Although our data suggest that histone acetylation is important for estrogenic regulation of memory, it is far from the only epigenetic process involved. Early evidence from our laboratory indicates that DNA methylation also plays a role. DNA methylation involves the preferential addition of methyl groups to cytosine nucleotides located adjacent to guanine nucleotides (so-called CpG islands). DNA methylation typically silences gene transcription, but has been reported to increase transcription (Chahrour et al., 2008).

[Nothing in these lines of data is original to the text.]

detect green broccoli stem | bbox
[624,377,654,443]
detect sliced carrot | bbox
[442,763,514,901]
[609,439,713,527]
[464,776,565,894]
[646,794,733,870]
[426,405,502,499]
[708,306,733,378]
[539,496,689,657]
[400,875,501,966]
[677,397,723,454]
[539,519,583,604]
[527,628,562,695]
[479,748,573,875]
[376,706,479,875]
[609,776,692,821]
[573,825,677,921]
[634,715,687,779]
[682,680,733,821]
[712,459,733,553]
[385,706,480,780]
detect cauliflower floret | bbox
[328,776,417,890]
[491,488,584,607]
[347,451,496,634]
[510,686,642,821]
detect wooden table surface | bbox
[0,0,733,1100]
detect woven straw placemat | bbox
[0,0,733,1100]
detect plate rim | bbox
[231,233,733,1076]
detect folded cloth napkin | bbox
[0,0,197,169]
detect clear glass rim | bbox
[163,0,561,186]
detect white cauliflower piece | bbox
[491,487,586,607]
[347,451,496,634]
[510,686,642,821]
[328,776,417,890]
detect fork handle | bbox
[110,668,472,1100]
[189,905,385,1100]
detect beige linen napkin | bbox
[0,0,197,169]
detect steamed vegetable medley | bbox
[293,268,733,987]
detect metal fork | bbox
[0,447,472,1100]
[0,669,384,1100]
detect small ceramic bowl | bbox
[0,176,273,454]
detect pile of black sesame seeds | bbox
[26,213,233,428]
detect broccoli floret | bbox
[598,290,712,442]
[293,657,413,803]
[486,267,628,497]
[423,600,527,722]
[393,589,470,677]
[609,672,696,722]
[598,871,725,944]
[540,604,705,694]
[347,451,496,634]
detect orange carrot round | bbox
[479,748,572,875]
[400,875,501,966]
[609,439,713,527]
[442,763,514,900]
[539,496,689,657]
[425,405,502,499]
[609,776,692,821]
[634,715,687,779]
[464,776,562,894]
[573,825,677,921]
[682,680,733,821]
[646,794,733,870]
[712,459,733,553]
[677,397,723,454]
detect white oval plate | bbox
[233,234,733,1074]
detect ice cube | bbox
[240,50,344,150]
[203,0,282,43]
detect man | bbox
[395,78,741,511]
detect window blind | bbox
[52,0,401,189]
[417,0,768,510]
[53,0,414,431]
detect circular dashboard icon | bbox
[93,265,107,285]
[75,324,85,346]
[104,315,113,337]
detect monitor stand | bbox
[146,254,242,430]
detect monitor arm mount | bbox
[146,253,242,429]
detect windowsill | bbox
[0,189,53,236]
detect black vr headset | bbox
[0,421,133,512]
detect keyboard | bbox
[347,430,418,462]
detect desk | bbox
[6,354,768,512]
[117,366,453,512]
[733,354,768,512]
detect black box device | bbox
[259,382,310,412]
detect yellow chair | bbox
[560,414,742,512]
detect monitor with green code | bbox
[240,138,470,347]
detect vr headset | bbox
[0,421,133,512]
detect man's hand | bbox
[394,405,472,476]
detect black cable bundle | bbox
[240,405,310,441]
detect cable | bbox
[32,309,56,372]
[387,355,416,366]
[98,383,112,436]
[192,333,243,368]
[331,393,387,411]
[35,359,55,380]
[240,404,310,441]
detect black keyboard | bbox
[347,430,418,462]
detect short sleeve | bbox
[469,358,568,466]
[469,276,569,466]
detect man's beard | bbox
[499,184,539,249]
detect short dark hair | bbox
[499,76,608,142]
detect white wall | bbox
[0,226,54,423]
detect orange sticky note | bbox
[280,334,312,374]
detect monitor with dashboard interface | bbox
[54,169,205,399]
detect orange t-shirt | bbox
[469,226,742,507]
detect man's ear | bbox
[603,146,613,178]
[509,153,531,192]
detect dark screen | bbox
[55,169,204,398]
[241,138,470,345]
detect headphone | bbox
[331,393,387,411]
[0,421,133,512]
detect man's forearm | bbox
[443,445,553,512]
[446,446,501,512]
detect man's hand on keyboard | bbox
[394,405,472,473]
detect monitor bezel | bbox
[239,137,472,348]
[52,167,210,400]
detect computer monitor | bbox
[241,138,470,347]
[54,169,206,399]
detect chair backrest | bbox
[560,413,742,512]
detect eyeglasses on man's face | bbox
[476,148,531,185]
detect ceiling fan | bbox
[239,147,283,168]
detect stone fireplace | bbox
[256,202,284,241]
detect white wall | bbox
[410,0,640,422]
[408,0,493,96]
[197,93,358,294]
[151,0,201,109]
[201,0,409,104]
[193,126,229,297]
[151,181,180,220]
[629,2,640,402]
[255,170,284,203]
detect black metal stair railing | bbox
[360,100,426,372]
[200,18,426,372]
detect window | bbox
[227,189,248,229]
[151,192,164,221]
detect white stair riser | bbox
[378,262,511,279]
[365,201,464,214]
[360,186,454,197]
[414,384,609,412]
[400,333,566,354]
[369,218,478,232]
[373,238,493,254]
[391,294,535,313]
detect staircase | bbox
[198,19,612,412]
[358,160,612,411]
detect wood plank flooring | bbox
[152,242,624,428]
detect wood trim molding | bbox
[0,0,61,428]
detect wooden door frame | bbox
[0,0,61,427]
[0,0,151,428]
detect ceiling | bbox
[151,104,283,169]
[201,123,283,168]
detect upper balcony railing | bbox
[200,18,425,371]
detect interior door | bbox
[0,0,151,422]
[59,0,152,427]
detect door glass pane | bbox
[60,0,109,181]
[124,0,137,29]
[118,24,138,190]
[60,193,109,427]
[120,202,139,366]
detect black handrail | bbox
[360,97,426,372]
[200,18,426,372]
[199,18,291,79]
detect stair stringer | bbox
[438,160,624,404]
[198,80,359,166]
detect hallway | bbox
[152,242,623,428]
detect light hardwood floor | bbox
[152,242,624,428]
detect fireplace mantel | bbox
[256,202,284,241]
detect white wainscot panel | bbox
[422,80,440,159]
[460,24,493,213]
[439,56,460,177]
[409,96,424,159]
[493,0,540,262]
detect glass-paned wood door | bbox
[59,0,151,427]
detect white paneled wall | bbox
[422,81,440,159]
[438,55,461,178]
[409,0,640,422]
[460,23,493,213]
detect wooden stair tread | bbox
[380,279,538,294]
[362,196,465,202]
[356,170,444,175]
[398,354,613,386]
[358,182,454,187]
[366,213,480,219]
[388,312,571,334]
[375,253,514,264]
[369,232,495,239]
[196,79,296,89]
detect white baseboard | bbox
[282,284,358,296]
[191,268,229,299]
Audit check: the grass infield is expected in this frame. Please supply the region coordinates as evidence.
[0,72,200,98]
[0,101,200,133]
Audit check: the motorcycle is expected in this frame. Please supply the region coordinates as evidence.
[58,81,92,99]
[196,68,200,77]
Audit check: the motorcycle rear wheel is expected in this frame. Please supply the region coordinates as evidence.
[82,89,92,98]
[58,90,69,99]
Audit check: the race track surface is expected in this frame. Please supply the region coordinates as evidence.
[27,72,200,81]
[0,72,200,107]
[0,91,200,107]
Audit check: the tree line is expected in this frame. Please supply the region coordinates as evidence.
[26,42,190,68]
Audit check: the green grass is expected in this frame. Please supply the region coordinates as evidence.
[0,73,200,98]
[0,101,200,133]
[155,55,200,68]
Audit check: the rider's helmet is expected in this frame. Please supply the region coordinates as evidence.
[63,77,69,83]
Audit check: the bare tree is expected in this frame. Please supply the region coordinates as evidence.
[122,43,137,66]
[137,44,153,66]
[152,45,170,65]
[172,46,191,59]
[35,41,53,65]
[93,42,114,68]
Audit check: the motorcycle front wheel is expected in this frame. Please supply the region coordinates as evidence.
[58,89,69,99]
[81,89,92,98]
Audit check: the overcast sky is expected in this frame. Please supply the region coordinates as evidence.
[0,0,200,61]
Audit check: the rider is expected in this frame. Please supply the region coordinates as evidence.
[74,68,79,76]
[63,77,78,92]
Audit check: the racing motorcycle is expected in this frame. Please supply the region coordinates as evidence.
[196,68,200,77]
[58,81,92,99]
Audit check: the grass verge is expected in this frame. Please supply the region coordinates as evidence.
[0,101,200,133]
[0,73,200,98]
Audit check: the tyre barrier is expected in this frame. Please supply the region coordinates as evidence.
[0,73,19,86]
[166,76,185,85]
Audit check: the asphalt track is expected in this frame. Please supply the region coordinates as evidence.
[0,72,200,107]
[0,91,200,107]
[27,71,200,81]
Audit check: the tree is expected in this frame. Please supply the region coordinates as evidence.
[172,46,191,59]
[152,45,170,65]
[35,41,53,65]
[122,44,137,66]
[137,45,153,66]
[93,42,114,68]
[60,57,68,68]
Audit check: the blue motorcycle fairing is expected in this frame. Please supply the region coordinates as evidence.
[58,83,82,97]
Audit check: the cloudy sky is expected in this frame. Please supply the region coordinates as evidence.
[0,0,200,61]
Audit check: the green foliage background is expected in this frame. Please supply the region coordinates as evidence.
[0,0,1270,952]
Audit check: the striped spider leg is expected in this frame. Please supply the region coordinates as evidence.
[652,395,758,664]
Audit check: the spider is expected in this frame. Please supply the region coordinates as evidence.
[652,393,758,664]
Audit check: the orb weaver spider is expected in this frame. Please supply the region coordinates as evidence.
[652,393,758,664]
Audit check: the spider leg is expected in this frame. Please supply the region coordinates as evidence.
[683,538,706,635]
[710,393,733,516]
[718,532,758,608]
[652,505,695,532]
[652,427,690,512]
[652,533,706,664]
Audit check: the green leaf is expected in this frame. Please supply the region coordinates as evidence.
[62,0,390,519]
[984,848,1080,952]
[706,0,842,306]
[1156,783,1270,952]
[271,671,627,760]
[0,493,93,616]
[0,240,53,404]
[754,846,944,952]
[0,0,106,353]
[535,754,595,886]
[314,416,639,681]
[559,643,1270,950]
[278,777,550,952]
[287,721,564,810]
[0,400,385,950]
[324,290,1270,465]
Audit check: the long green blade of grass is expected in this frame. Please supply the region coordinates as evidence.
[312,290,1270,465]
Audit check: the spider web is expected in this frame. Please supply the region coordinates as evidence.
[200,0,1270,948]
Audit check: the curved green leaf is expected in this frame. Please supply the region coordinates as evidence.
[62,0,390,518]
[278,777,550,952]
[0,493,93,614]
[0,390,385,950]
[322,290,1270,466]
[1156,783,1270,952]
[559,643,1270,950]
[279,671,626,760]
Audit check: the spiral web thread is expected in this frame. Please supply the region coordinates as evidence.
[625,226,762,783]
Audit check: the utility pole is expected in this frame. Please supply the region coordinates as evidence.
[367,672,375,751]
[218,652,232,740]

DNA methylation is catalyzed by three enzymes called DNA methyltransferases (DNMTs). DNMT1 is a maintenance methyltransferase that transfers existing methyl marks during DNA replication. DNMT3A and DNMT3B are de novo methyltransferases that add methyl marks to previously unmethylated cytosines. Initial studies showed that contextual fear conditioning increases DNMT3A and DNMT3B, but not DNMT1, gene expression in the male rat hippocampus (Miller and Sweatt, 2007), suggesting that hippocampal learning stimulates de novo DNA methylation. Accordingly, dorsal hippocampal infusion of the DNMT inhibitor 5-AZA blocks contextual fear memory (Miller et al., 2008; Miller and Sweatt, 2007), indicating an important role for DNA methylation in hippocampal memory formation. But if methylation suppresses gene expression, then how can it facilitate memory? The key is the specific genes that are methylated. For example, 5-AZA prevents methylation of the memory suppressor gene PP1 (Miller and Sweatt, 2007), indicating that methylation of genes that negatively regulate memory promotes memory formation. Conversely, contextual fear conditioning demethylates the memory promoter gene reelin (Miller and Sweatt, 2007), suggesting that demethylation of genes that positively regulate memory also promotes memory formation. Together, these data support the notion that hippocampal memory can be facilitated via a combination of methylation of memory suppressing genes and demethylation of memory promoting genes.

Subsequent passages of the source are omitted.